Il y a deux semaines le Haut Conseil des Finances Publiques avait émis de sérieuses réserves sur l’hypothèse de croissance retenue par Bercy pour concocter le Projet de Loi de Finances pour 2023, soit 1 %. S’appuyant à la fois sur les prévisions des principaux observatoires économiques, mais aussi sur la crise énergétique qui ne fait que commencer, les membres de ce discret aréopage avaient incité les pouvoirs publics à être bien plus prudents en matière d’hypothèse de croissance.

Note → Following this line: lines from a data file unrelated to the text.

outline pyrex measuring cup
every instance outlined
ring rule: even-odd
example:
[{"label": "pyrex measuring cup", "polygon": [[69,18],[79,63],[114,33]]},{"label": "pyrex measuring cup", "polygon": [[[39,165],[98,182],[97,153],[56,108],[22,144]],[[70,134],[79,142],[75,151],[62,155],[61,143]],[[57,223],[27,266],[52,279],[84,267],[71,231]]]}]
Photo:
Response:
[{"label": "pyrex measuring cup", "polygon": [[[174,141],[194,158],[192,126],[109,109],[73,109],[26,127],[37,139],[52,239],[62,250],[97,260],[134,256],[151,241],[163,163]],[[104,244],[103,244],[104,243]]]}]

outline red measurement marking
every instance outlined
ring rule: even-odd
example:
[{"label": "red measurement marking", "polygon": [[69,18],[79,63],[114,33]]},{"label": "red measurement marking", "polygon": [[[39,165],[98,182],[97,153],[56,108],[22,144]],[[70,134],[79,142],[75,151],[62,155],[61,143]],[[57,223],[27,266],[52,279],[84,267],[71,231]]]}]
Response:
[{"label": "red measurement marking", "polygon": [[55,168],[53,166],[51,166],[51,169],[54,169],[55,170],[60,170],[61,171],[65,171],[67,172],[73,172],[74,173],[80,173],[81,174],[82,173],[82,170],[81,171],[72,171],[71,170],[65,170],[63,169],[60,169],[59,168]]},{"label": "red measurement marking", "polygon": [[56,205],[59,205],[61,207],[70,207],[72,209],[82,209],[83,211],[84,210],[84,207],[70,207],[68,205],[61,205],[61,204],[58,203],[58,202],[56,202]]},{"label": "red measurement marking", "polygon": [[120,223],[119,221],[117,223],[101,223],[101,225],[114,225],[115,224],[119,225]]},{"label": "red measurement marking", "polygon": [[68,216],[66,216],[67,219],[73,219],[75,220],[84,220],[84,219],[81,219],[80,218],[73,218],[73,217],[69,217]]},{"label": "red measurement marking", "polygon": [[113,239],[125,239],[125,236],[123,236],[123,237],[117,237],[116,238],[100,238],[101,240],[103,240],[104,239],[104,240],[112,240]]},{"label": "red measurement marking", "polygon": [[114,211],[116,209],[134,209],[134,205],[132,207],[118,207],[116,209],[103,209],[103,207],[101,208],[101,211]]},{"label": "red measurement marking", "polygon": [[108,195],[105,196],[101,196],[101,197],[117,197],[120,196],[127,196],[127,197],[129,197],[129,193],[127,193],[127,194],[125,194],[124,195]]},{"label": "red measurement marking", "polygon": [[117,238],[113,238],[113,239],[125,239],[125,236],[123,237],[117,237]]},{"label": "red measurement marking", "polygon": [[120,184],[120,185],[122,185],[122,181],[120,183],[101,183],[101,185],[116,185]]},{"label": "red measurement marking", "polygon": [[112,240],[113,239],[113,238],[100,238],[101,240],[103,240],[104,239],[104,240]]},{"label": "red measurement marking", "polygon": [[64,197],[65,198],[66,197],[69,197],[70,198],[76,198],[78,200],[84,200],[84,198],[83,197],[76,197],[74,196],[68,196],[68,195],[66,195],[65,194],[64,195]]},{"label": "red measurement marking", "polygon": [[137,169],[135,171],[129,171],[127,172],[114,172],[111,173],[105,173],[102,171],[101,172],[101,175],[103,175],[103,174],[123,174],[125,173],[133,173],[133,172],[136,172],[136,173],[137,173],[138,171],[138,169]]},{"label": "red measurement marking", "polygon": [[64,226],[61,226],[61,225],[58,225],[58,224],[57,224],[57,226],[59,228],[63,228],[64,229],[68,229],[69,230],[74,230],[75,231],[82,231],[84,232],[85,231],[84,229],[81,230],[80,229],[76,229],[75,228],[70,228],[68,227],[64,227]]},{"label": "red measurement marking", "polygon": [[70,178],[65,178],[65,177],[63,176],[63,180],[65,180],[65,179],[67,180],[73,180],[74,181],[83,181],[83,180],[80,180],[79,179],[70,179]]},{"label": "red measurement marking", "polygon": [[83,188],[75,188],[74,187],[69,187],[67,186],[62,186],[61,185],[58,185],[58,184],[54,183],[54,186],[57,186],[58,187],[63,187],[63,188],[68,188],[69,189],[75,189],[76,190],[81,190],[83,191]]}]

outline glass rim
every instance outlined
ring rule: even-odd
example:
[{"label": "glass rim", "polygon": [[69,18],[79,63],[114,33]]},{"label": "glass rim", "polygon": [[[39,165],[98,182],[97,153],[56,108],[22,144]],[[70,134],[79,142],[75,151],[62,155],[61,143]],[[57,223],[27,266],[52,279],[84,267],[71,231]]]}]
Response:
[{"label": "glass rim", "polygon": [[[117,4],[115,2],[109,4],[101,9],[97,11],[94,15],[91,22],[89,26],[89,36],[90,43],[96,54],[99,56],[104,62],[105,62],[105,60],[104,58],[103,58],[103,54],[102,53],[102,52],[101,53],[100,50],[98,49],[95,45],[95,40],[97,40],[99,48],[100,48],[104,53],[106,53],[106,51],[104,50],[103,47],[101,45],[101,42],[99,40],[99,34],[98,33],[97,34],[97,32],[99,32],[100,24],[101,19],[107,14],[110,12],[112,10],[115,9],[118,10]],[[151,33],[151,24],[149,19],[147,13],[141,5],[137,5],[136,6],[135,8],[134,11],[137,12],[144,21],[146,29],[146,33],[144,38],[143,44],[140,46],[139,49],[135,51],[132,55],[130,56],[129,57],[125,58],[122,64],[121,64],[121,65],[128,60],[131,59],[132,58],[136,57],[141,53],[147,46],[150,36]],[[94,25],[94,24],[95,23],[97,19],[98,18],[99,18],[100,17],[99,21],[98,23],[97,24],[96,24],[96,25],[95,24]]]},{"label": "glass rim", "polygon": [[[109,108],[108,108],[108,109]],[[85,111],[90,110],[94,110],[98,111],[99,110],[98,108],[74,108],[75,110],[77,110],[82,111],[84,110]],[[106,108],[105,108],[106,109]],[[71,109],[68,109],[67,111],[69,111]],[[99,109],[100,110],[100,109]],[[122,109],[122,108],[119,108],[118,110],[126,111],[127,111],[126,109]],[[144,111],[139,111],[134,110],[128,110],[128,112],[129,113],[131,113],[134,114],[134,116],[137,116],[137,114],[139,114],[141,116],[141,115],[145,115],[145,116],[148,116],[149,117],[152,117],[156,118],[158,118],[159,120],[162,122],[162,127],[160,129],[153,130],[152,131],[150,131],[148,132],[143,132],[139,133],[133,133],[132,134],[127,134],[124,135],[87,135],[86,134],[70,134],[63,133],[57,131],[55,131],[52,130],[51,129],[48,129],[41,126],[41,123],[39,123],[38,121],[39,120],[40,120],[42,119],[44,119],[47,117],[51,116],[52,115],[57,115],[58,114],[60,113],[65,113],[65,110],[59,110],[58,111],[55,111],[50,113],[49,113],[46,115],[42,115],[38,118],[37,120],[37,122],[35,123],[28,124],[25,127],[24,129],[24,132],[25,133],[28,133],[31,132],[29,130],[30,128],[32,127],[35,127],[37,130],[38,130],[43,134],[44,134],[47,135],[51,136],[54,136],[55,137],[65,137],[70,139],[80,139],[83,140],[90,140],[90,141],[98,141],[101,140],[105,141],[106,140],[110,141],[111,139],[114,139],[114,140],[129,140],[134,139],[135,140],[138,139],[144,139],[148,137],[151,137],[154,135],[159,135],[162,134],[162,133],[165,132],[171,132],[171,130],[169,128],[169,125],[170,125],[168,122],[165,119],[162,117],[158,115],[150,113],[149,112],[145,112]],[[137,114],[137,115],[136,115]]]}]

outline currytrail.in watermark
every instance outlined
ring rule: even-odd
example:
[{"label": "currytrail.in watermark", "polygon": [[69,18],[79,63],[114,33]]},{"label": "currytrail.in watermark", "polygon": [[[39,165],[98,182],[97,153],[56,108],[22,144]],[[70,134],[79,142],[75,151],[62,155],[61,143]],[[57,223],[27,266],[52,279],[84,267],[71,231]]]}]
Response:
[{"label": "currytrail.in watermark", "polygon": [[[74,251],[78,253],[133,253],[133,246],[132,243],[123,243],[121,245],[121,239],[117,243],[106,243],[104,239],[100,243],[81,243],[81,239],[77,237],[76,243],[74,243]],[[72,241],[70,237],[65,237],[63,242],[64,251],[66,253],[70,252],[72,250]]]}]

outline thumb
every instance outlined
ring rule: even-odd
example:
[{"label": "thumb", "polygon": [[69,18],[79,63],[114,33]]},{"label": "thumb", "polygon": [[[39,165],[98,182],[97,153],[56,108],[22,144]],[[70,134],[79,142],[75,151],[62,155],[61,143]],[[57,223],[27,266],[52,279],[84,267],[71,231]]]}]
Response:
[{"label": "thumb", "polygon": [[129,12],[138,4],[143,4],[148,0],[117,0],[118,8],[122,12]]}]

L’Insee a abondé dans ce même sens, en fin de semaine alors que les députés commençaient l’examen du Projet de Loi de Finances en commission. L’institut de la statistique a affirmé prévoir une croissance de seulement 0,2 % pour le troisième trimestre et une stagnation du produit intérieur brut pour la période octobre-décembre. Principale raison de cette prudence : l'Insee anticipe au quatrième trimestre un repli de l’activité dans le secteur manufacturier. Sans se prononcer encore sur 2023, l’Institut insiste tout de même sur le fait que l’année prochaine commencerait par un acquis de croissance de 0,2 %. Alors que l’an dernier, ce même acquis de croissance était de 2,3 %.
De très nombreux fours à l’arrêt en France
Cette petite musique inquiétante sur la baisse d’activité se comprend mieux lorsque l’on sait que la consommation de gaz des entreprises les plus gourmandes en énergie a diminué en Europe de 30 % depuis le début de la crise en Ukraine, ainsi que l’a affirmé récemment Jean-Pierre Clamadieu, le Président d’Engie (qui inclut l’ex-Gaz de France). Nous avons vérifié ces chiffres à date et la tendance reste la même qu’à fin août. Cela signifie que de grands consommateurs, sidérurgistes, verriers, cimentiers ou producteurs d’engrais - bref tous ceux pour qui le gaz est un élément essentiel du procédé de fabrication - se sont posé la question de continuer à produire ou non et certains d’entre eux ont décidé d’arrêter.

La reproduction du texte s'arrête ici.